Robert Aldridge wrote:

Hello list...

I'm attempting to install Debian (Stable) on a Compaq Presario 1245. The CD-ROM isn't working properly, so I'm installing via floppies. I
followed the instructions using the Rescue, Root, 4 driver disks, and 20
base-install disks and successfully got it installed to the 3.2 GB
harddrive.  But, I can't get it to boot.  I have the HD (hda)
partitioned into 3 partitions, /dev/hda1 is to be mounted on /boot (~8
MB), /dev/hda3 (~3.1 GB) is to be mounted on /, and 128 MB at the end of
the drive is configured as Swap.  I got through the entire install and
when it asked if I want to make the system bootable, I chose the
alternate (Make a boot floppy).  After the boot floppy is created, I
chose the "Make the system bootable" menu item and wrote LILO to the
MBR.  After rebooting, the red LILO screen comes up with 2 options,
"Linux" and "Linux (hda1)."  The arrow keys don't appear to do anything.
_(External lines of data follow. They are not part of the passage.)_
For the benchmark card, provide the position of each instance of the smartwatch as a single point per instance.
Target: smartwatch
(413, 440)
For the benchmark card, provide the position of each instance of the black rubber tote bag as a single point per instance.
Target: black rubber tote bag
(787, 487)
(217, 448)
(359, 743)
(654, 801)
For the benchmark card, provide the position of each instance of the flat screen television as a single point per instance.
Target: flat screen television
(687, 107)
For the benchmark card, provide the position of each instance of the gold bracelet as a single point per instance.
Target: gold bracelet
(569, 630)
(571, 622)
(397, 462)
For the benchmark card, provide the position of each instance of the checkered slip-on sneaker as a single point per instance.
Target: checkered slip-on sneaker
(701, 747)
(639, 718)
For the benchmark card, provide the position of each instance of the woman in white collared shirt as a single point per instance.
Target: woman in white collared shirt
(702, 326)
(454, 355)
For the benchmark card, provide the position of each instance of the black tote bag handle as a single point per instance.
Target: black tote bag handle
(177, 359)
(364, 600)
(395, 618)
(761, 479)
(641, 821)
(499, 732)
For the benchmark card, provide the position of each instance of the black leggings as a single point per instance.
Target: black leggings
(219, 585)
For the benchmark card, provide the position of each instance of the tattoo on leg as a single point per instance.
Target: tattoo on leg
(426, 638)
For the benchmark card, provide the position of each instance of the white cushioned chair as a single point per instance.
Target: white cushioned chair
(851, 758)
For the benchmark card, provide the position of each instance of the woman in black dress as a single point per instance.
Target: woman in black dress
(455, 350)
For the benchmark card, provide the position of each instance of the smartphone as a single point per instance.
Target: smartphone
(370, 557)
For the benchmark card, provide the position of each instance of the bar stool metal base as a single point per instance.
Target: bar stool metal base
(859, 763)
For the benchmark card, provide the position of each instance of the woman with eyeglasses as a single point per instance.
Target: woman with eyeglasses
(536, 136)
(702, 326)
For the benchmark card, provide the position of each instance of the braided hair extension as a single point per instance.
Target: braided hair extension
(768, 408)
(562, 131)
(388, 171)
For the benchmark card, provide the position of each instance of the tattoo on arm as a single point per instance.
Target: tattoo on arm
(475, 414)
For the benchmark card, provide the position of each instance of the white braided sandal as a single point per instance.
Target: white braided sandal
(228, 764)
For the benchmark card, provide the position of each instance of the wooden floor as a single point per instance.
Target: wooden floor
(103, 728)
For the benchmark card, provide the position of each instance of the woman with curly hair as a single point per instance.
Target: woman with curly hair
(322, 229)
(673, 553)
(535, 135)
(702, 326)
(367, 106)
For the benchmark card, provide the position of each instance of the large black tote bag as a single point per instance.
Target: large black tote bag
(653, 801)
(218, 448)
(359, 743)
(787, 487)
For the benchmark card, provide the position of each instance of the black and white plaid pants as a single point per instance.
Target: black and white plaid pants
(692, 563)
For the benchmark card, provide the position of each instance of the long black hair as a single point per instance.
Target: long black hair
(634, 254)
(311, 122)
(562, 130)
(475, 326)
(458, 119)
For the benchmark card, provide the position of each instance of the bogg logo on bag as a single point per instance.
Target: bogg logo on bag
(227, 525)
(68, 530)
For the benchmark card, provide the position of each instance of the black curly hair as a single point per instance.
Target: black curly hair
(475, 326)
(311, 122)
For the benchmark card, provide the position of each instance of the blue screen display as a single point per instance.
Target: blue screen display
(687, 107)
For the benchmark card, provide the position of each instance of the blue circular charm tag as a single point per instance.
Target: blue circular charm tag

Odd; they should work. Can you type at the boot: prompt?

If I let LILO timeout and try to boot the default entry, it just
recycles and starts counting down from 15 again.

If I boot with the rescue disk and type "rescue root=/dev/hda3", the
system appears to be coming up normally, but hangs.  The last two lines
on the screen are:

VFS: Mounted root (ext2 filesystem) readonly.
Freeing unused kernel memory: 152k freed

Then it just sits there.  Nothing else happens.

Try "rescue init=/bin/bash" and let us know the results. Even better, try "rescue single".


When I try booting from the boot floppy, it says "Loading
linux.bin........." for a very long time (several minutes) and then
says, "Uncompressing Linux...

After a couple of minutes, it says, "invalid compressed format (err=2)

- - System haulted

Any ideas?

Bad floppy and/or floppy drive is one possibility. But since you can't boot from the hard drive either, I rather suspect that the floppy is not the issue.

I'm wondering if this might have anything to do with the limit that used to be in older versions of Linux about accessing beyond the first 1024 sectors (? bytes? MiB? something), but again, I somewhat doubt this.

You might try firing up the installation routine again, and early on just Alt-F2 over to the second virtual terminal, mount your hard drive, and look around to see if anything obvious hits you.


On a side note, I think the CD-ROM drive is bad, but I'm wondering if
it may be IRQ conflicts or something.  Please help if you can.


If it can boot a Knoppix CD, or a Windows installation CD, or a Debian installation CD, that indicates the CD-ROM drive is at least partially working; if not, that indicates the CD-ROM drive (or cable, or controller) is probably bad.